Milan Kobe

Personal information
- Full name: Milan Kobe
- Date of birth: 1926
- Place of birth: Zagreb, Kingdom of Yugoslavia
- Date of death: 1966 (aged 39–40)
- Place of death: Osijek, SFR Yugoslavia
- Position(s): Midfielder

Senior career*
- Years: Team / Apps / (Gls)
- 1944–1945: HAŠK Zagreb
- 1948–1949: Naša Krila Zemun / 10 / (0)
- 1950–1951: Borac Zagreb / 19 / (2)
- 1952–1955: Lokomotiva Zagreb / 51 / (6)
- 1955–1958: Proleter Osijek

Managerial career
- Proleter Osijek (youth)
- Sloga Đurđenovci
- TIKO Osijek

= Milan Kobe =

Yugoslav and Croatian footballer and manager

Milan Kobe (1926–1966) was a Croatian and Yugoslav football player and manager.

==Career==
Born in Zagreb in 1926, Kobe was unfortunate to see the Second World War take much of his teenage years. He started playing in 1944 when the war was approaching its end, when he joined one of Zagreb´s major clubs, HAŠK.

When the war was over, Yugoslavia changed from monarchy to become a communist regime. Most of the Serbian pro-monarchic clubs, just as Croatian pro-Ustashe ones, were disbanded, and the new authorities formed numerous new clubs to replace them. One of them was FK Naša Krila Zemun, a club formed by the Yugoslav Air Force and based in Zemun where the bulk of the Yugoslav military aviation industry and its major bases were located. Solving this way the mandatory army conscription, Kobe moved from Zagreb to Zemun, located just in the outskirts of capital Belgrade.

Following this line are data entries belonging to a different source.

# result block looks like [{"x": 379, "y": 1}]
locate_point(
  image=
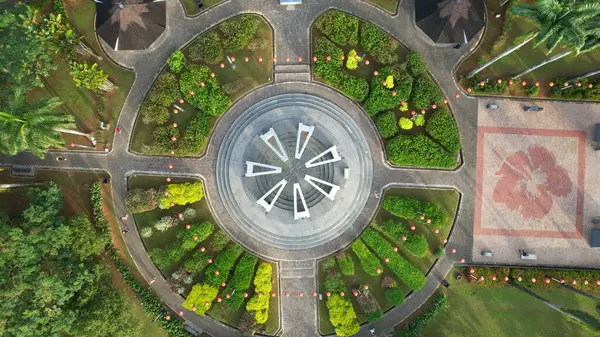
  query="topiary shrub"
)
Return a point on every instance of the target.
[
  {"x": 176, "y": 61},
  {"x": 378, "y": 43},
  {"x": 442, "y": 128},
  {"x": 405, "y": 123},
  {"x": 418, "y": 150},
  {"x": 424, "y": 92},
  {"x": 386, "y": 124},
  {"x": 339, "y": 27},
  {"x": 238, "y": 32},
  {"x": 207, "y": 47}
]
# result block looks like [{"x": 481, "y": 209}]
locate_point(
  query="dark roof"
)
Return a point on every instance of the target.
[{"x": 443, "y": 25}]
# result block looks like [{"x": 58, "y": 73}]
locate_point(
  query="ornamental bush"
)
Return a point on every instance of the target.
[
  {"x": 207, "y": 47},
  {"x": 424, "y": 92},
  {"x": 200, "y": 231},
  {"x": 141, "y": 200},
  {"x": 240, "y": 281},
  {"x": 182, "y": 194},
  {"x": 381, "y": 98},
  {"x": 238, "y": 32},
  {"x": 405, "y": 123},
  {"x": 342, "y": 315},
  {"x": 418, "y": 150},
  {"x": 223, "y": 263},
  {"x": 378, "y": 43},
  {"x": 369, "y": 262},
  {"x": 209, "y": 98},
  {"x": 442, "y": 128},
  {"x": 415, "y": 63},
  {"x": 176, "y": 61},
  {"x": 417, "y": 245},
  {"x": 200, "y": 295},
  {"x": 411, "y": 209},
  {"x": 406, "y": 272},
  {"x": 339, "y": 27},
  {"x": 386, "y": 124}
]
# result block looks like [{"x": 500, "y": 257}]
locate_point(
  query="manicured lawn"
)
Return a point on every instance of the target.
[
  {"x": 482, "y": 311},
  {"x": 192, "y": 9},
  {"x": 388, "y": 5},
  {"x": 526, "y": 56}
]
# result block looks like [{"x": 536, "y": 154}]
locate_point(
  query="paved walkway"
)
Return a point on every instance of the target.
[{"x": 291, "y": 29}]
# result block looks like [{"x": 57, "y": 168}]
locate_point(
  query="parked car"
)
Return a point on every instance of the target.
[{"x": 533, "y": 108}]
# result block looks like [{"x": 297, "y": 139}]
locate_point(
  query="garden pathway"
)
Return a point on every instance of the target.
[{"x": 291, "y": 27}]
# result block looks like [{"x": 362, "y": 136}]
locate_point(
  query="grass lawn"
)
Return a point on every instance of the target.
[
  {"x": 388, "y": 5},
  {"x": 252, "y": 73},
  {"x": 192, "y": 9},
  {"x": 447, "y": 200},
  {"x": 491, "y": 311},
  {"x": 526, "y": 56}
]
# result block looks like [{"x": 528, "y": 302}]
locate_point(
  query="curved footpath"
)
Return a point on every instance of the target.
[{"x": 291, "y": 30}]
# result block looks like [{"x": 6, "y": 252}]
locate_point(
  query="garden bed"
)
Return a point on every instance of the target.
[
  {"x": 199, "y": 84},
  {"x": 393, "y": 86}
]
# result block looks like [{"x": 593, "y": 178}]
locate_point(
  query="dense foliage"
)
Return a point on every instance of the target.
[
  {"x": 339, "y": 27},
  {"x": 442, "y": 128},
  {"x": 406, "y": 272},
  {"x": 411, "y": 209},
  {"x": 418, "y": 150}
]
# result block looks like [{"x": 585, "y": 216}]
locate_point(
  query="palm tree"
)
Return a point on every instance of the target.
[
  {"x": 556, "y": 20},
  {"x": 32, "y": 127}
]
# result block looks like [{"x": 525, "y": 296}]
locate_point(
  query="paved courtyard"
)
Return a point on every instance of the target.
[{"x": 537, "y": 184}]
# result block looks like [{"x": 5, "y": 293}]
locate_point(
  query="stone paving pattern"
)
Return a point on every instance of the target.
[{"x": 291, "y": 29}]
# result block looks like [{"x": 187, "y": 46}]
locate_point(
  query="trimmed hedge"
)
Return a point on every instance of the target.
[
  {"x": 369, "y": 262},
  {"x": 425, "y": 92},
  {"x": 210, "y": 99},
  {"x": 406, "y": 272},
  {"x": 418, "y": 150},
  {"x": 381, "y": 98},
  {"x": 411, "y": 209},
  {"x": 339, "y": 27},
  {"x": 333, "y": 73},
  {"x": 442, "y": 128},
  {"x": 386, "y": 124},
  {"x": 378, "y": 43}
]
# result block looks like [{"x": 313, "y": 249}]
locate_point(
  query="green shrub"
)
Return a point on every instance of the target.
[
  {"x": 424, "y": 92},
  {"x": 346, "y": 264},
  {"x": 369, "y": 262},
  {"x": 411, "y": 209},
  {"x": 395, "y": 296},
  {"x": 381, "y": 98},
  {"x": 415, "y": 64},
  {"x": 342, "y": 315},
  {"x": 207, "y": 47},
  {"x": 238, "y": 32},
  {"x": 378, "y": 43},
  {"x": 386, "y": 124},
  {"x": 405, "y": 123},
  {"x": 197, "y": 233},
  {"x": 417, "y": 245},
  {"x": 339, "y": 27},
  {"x": 182, "y": 194},
  {"x": 176, "y": 61},
  {"x": 199, "y": 296},
  {"x": 332, "y": 73},
  {"x": 418, "y": 150},
  {"x": 442, "y": 128},
  {"x": 406, "y": 272},
  {"x": 223, "y": 263},
  {"x": 209, "y": 99},
  {"x": 141, "y": 200}
]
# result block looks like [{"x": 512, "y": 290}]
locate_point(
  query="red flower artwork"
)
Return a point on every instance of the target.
[{"x": 529, "y": 182}]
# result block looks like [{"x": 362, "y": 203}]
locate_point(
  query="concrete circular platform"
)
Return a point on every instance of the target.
[{"x": 283, "y": 114}]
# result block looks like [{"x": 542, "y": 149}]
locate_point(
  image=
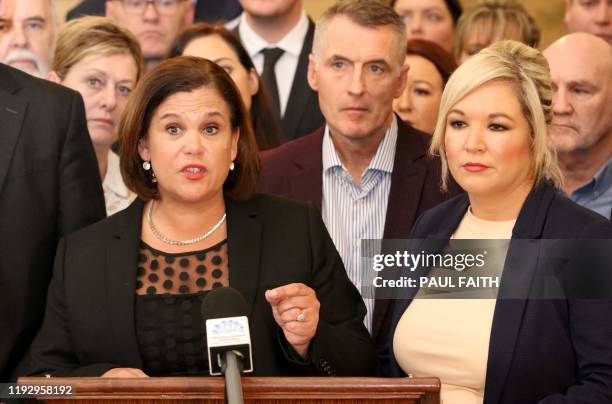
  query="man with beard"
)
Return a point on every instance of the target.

Surprisingly, The Aviators formed a strong team. Kobe joined in 1948, when the club had achieved promotion to the Yugoslav First League and reached the Yugoslav Cup final, all in their previous season. In his first season at Naša Krila, Kobe and his teammates finished 5th in the 1948–49 Yugoslav First League. However, even more impressive was that Naša Krila reached their second cup final in three years of existence, and, although this time Kobe was in the team, they ended losing the final again, this time against Red Star.

Naša Krila, however, suffered the destiny of the Zemun's military aircraft industry, which the authorities decided to shot down and move to Mostar, in southern SR Bosnia and Herzegovina, where the factories were reopened as SOKO and begin production in 1950, the year Naša krila played its last season before ceasing to exist.

In 1950 all the players of Naša Krila were released, and Kobe returned to Zagreb to join Borac Zagreb, which later became NK Zagreb, and continued to play national top-level football. After two seasons, he moved to another local top-flight side, NK Lokomotiva, where he played until 1955.

With a status of an already experienced player, he moved to Osijek, and joined an ambitious Yugoslav Second League side, NK Osijek, known back then as NK Proleter Osijek. His spent three seasons at Osijek as a player, and after retirement stayed on at the club as a youth coach. He also later had managing stints at lower-tier local teams such as Sloga Đurđenovci and TIKO Osijek.

He stayed in Osijek for the rest of his life, and died there in 1966.